Afghan artifact returned


Hey, check this out...
In March 2002, I visited the Buddha statues at Bamiyan, Afghanistan - where I came across what looked like an ancient bronze artifact. (photo attached)
I brought it back to Kabul looking for somewhere to donate the item, a small metal triangle with an eyelet on the back and the carving of what looked like a little monkey on the front. I eventually brought it to the Museum of Natural History in NYC, who would not accept it.
Finally, I found Paul Bucherer, a Swiss man who was collecting Afghanistan's cultural artifacts. I drove from Frankfurt to Basel and on to a little village in Switzerland called Bubendorff. I donated the tiny metal thing - see attached photo - to the museum.
Dr. Bucherer had the item cleaned and examined. His experts found that it was likely a seal or stamps that Buddhists monks wore around their neck - perhaps 1000 years ago.
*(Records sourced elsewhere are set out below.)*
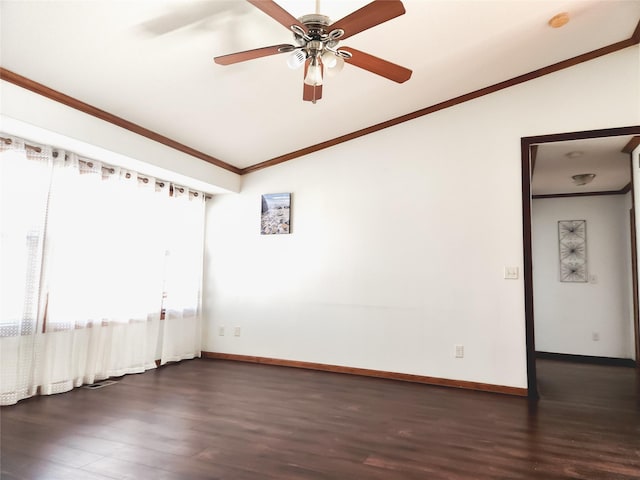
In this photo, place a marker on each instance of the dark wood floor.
(213, 419)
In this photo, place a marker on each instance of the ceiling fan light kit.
(316, 44)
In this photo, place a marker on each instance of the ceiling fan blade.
(309, 92)
(251, 54)
(375, 13)
(278, 13)
(377, 65)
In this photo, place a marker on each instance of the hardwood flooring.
(215, 419)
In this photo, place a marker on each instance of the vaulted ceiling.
(150, 64)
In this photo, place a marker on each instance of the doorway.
(530, 148)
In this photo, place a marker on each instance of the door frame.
(527, 149)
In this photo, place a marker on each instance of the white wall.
(41, 120)
(567, 315)
(399, 238)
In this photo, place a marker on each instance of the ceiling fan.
(316, 43)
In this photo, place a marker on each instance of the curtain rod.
(109, 168)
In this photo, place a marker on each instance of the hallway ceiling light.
(583, 178)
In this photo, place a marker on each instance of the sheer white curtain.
(96, 272)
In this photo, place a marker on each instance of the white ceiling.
(557, 162)
(126, 57)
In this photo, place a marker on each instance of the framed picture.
(275, 215)
(572, 242)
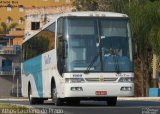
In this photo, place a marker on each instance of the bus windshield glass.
(104, 44)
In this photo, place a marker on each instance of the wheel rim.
(54, 93)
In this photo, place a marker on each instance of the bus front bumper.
(98, 89)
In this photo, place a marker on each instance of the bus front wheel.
(57, 101)
(31, 99)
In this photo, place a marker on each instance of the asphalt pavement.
(144, 105)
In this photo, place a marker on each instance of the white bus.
(79, 56)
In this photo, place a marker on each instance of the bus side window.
(60, 45)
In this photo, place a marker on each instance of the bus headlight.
(74, 80)
(126, 79)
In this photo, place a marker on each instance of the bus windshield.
(104, 44)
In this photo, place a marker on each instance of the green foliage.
(4, 29)
(92, 5)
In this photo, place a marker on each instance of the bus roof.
(79, 14)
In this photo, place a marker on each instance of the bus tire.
(31, 99)
(112, 101)
(57, 101)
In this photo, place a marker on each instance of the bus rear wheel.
(57, 101)
(112, 101)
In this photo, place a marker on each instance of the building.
(17, 11)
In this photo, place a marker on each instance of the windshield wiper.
(91, 64)
(116, 65)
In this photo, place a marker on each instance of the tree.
(5, 29)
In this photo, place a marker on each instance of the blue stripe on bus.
(34, 67)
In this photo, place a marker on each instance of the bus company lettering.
(47, 59)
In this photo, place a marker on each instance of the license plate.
(101, 92)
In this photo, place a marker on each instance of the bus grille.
(101, 79)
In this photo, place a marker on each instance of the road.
(134, 106)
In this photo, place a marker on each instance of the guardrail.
(10, 50)
(10, 70)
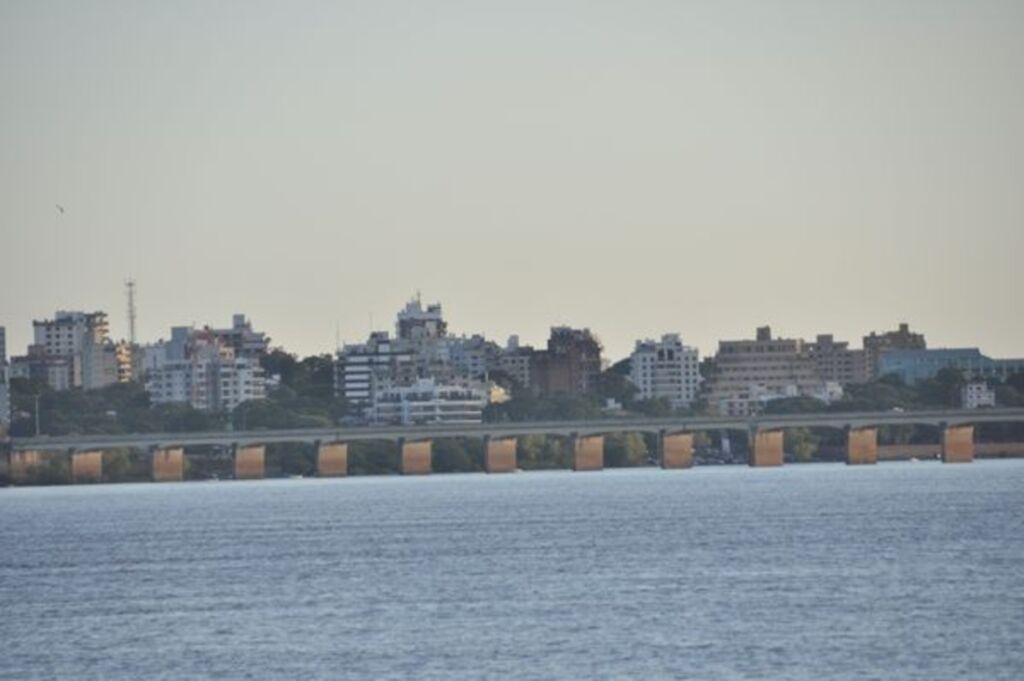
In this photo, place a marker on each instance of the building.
(415, 323)
(200, 368)
(363, 370)
(913, 366)
(516, 360)
(666, 369)
(837, 363)
(427, 401)
(977, 394)
(747, 374)
(383, 372)
(72, 350)
(571, 363)
(4, 385)
(878, 344)
(473, 357)
(755, 398)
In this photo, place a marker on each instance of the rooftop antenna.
(130, 292)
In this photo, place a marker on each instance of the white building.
(428, 401)
(666, 369)
(4, 384)
(72, 350)
(755, 397)
(365, 369)
(977, 394)
(241, 338)
(202, 370)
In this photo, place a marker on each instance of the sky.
(636, 167)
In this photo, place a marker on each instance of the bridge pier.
(861, 445)
(417, 457)
(676, 450)
(588, 453)
(499, 455)
(957, 444)
(250, 462)
(766, 448)
(167, 464)
(332, 459)
(86, 467)
(23, 464)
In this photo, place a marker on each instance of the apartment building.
(666, 369)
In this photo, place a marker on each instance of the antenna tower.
(130, 292)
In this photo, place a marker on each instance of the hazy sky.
(636, 167)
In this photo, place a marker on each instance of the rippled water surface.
(813, 571)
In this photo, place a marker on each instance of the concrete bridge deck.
(674, 435)
(936, 418)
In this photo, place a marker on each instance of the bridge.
(675, 441)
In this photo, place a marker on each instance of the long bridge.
(675, 441)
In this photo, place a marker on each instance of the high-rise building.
(376, 376)
(427, 401)
(200, 368)
(363, 370)
(749, 373)
(72, 350)
(977, 395)
(913, 366)
(837, 362)
(666, 369)
(878, 344)
(241, 338)
(515, 360)
(416, 323)
(571, 363)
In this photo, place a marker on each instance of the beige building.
(835, 360)
(72, 350)
(747, 374)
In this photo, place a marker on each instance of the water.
(891, 571)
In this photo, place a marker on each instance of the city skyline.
(700, 169)
(385, 322)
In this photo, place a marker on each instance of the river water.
(898, 570)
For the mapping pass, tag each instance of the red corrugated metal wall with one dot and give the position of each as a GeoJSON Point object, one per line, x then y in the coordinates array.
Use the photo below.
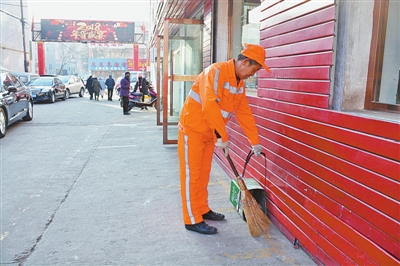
{"type": "Point", "coordinates": [207, 33]}
{"type": "Point", "coordinates": [332, 179]}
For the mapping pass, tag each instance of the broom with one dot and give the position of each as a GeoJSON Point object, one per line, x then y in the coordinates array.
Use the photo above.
{"type": "Point", "coordinates": [257, 221]}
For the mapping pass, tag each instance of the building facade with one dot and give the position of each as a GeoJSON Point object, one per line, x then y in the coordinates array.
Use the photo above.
{"type": "Point", "coordinates": [12, 36]}
{"type": "Point", "coordinates": [328, 114]}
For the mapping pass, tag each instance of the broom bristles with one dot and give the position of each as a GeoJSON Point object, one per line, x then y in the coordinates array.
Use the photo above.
{"type": "Point", "coordinates": [257, 221]}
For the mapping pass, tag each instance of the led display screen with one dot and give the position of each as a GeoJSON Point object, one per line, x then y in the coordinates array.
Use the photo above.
{"type": "Point", "coordinates": [87, 31]}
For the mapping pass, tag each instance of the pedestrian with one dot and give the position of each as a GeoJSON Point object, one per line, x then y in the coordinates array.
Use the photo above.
{"type": "Point", "coordinates": [124, 92]}
{"type": "Point", "coordinates": [89, 86]}
{"type": "Point", "coordinates": [218, 92]}
{"type": "Point", "coordinates": [143, 87]}
{"type": "Point", "coordinates": [102, 86]}
{"type": "Point", "coordinates": [110, 83]}
{"type": "Point", "coordinates": [96, 88]}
Pretty cool.
(I told him to keep the piece, what good would it do in a shoebox in my basement!)
Now, it is back in Kabul, where it belongs - and that's a good thing.

Read the story:
http://www.boston.com/news/world/asia/articles/2007/03/18/1423_afghan_artifacts_return_to_kabul/

1 comment:

Thursday Next said...

Hey, that's really neat. Where did you find it? Just laying on the ground in the dust?
It's sad to think that Afghanistan's artifacts had to be saved in a Swiss "museum-in-exile", as the AP termed it, from 1999-2007. As though during that time, this nation was lost and someone else had to preserve its culture so that it could be eventually reinstated. We certainly can't return the lives, buildings, and infrastructure destroyed as easily as these 1,400 artifacts were shipped across the border.